Der Apfel fällt nicht weit vom Stamm – diese schmerzhafte Erkenntnis machte bereits Sir Isaac Newton um 1666, als er angeblich um die Mittagszeit unter einem Apfelbaum döste und ihm eine der reifen Früchte direkt aufs müde Haupt fiel.
Die Newton’sche Lebensweisheit ist jedoch nicht nur Menschen bekannt, auch Kühe wissen darum. Denn in guten Apfeljahren liefert ihnen die Schwerkraft vielerorts einen nicht unerheblichen Teil ihrer Nahrung.
Manche dieser angeblich so „dummen“ Kühe beschränken sich nicht nur auf das Fressen von Fallobst. Sie haben eine clevere Methode entwickelt, um auch an das noch auf dem Baum hängende Obst heranzukommen.
Den Kopf weit in den Nacken gelegt, angeln sie mit ausgefahrener Zunge nach den hoch hängenden Ästen. Haben sie erst einmal ein Blatt oder einen Trieb erwischt, schlingen die Kühe ihre Zunge fest darum – die tierische Apfelschüttelmaschine ist fertig. Mit heftigen Auf- und Abbewegungen des Kopfes zerren die Tiere solange an dem Ast bis die Früchte nach und nach auf den Boden purzeln. Anschließend wird die Beute gemächlich verputzt. Dann geht es weiter zum nächsten Ast am nächsten Baum.
Doch kann man dieses ergiebige und auf den ersten Blick wohl überlegte Verhalten der Kühe als intelligent bezeichnen? Oder steckt doch der Instinkt der Tiere dahinter und ein Zufallserfolg bei der Futtersuche nach dem Prinzip „trial-and-error“? Dass andere Kühe einer Herde anscheinend nicht in der Lage sind, das Verhalten des geschickten Rindes zu übernehmen und durch Imitation oder Nachahmung zu lernen, spricht nicht für eine besonders hohe Intelligenz…
Mehr als nur Sprechen können
Doch was ist eigentlich Intelligenz genau?
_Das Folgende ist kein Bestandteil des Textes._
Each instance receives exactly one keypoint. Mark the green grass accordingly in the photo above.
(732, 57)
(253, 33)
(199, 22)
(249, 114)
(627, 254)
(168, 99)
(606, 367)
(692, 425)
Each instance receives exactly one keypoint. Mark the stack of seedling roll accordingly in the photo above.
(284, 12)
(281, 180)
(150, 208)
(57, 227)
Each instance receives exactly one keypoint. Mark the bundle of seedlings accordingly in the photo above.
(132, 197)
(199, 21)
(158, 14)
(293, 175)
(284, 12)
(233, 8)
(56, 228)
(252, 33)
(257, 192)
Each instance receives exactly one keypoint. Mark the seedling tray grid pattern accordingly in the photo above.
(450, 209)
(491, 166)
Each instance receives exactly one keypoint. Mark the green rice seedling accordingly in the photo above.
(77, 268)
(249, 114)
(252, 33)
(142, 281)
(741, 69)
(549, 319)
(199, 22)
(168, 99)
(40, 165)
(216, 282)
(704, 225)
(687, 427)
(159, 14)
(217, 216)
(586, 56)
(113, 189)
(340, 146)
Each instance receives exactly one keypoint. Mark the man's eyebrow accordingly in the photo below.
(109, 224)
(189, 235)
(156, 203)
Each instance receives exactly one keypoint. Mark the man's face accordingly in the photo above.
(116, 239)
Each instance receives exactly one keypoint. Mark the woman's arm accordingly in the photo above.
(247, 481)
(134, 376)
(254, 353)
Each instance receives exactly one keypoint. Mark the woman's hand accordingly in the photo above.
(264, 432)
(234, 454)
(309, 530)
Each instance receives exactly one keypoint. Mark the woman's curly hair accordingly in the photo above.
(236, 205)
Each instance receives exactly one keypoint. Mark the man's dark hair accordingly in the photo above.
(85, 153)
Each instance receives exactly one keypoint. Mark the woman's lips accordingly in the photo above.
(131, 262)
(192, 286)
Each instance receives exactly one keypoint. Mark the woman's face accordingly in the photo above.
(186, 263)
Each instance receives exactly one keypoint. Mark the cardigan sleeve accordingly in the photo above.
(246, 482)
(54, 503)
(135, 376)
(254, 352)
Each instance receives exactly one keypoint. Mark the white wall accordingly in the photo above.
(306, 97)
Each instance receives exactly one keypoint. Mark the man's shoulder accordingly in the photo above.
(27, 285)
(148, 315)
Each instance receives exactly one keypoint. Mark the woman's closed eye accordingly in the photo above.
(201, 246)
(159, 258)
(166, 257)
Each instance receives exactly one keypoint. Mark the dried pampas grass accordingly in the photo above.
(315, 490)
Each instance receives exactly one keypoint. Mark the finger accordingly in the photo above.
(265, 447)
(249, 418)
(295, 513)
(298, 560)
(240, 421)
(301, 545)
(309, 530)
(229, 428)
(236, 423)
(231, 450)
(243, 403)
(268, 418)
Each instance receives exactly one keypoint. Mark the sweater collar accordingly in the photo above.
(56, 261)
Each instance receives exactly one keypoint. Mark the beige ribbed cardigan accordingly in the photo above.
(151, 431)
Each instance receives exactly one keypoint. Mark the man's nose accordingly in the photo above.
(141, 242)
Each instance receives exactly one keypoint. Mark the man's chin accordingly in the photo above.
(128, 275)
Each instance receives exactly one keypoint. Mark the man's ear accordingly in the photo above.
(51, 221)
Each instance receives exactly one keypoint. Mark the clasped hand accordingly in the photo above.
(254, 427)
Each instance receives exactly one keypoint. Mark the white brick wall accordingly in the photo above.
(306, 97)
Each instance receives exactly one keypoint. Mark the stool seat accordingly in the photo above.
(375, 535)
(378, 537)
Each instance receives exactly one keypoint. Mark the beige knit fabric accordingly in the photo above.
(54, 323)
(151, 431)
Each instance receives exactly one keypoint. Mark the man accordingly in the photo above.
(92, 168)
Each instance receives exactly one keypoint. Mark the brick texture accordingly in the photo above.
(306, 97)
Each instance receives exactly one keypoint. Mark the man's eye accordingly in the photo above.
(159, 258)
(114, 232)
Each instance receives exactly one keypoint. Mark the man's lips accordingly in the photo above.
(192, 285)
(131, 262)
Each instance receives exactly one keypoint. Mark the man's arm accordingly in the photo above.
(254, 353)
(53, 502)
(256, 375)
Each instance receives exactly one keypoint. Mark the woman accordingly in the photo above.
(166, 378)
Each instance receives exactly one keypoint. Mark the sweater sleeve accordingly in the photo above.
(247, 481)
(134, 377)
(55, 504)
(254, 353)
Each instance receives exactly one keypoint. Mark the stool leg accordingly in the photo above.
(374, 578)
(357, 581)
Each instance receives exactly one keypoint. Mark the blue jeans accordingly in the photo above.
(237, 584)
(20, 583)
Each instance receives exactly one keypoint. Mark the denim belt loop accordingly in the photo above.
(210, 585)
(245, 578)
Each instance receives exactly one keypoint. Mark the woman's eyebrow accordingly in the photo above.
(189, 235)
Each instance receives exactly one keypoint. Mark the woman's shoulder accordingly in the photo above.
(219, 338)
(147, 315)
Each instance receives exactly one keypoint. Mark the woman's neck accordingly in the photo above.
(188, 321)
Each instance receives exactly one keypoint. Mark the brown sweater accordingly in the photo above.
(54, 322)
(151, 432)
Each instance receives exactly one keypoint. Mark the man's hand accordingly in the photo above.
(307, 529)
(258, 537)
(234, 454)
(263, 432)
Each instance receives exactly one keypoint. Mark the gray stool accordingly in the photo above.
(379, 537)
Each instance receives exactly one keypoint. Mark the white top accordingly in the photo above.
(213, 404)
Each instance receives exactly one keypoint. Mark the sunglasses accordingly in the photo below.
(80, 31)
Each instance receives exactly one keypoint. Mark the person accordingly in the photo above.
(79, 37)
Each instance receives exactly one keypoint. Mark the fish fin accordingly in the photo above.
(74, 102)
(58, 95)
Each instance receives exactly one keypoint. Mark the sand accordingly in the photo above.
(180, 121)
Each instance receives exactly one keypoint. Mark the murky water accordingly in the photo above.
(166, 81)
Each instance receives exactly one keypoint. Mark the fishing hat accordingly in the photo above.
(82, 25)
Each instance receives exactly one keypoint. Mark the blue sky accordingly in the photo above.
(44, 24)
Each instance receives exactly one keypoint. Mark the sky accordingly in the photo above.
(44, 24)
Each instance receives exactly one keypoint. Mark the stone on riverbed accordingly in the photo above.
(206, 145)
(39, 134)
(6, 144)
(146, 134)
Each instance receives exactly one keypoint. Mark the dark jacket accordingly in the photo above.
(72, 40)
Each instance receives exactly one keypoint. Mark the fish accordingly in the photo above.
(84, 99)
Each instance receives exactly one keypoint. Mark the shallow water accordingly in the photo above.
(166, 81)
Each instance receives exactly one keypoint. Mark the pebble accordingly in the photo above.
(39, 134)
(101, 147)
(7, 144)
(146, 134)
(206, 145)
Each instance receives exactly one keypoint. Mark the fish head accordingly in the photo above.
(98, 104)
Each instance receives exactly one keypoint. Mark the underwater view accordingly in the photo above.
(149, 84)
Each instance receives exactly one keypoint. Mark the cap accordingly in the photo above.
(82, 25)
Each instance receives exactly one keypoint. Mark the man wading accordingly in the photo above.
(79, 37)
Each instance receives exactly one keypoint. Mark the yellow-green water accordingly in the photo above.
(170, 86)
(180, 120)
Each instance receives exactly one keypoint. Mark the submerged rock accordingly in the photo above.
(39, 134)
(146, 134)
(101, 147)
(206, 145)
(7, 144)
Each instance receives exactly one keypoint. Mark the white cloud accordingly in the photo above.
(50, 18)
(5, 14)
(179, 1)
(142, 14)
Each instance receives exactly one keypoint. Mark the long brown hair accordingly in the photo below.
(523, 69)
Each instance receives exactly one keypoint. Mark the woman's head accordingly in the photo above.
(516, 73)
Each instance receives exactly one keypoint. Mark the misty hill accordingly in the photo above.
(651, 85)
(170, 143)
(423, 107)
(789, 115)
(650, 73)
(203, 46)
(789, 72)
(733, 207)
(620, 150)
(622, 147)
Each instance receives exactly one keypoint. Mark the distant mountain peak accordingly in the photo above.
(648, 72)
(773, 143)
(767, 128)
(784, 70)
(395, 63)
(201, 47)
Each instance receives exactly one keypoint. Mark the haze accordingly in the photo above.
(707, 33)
Schon beim Menschen streiten die Experten darüber seit Jahrzehnten. Während manche Forscher von einem einzigen, besonderen Intelligenzfaktor ausgehen, sind sich die meisten anderen einig, dass Intelligenz aus einem Sammelsurium von Einzelfähigkeiten und Vorgängen entsteht. Dazu gehören unter anderem Kreativität, Abstraktionsvermögen, Verstehen von Zusammenhängen, aber auch Gedächtnis oder Bewegungsintelligenz.
Intelligenz zeigt sich nach Meinung vieler Wissenschaftler auch in der Fähigkeit des Menschen, sich bewusst auf neue Situationen oder Anforderungen der Umwelt zu reagieren und sich an neue Aufgaben und Bedingungen des Überlebens anzupassen.
Ergebnisse aus der Zwillingsforschung ergaben zudem, dass Intelligenz wohl auch in entscheidendem Umfang genetische Ursachen hat. Dazu gehören unter anderem eine erbliche bedingte höhere Zahl an Nervenzellen oder eine individuell schnellere Reiz- und Erregungsleitung.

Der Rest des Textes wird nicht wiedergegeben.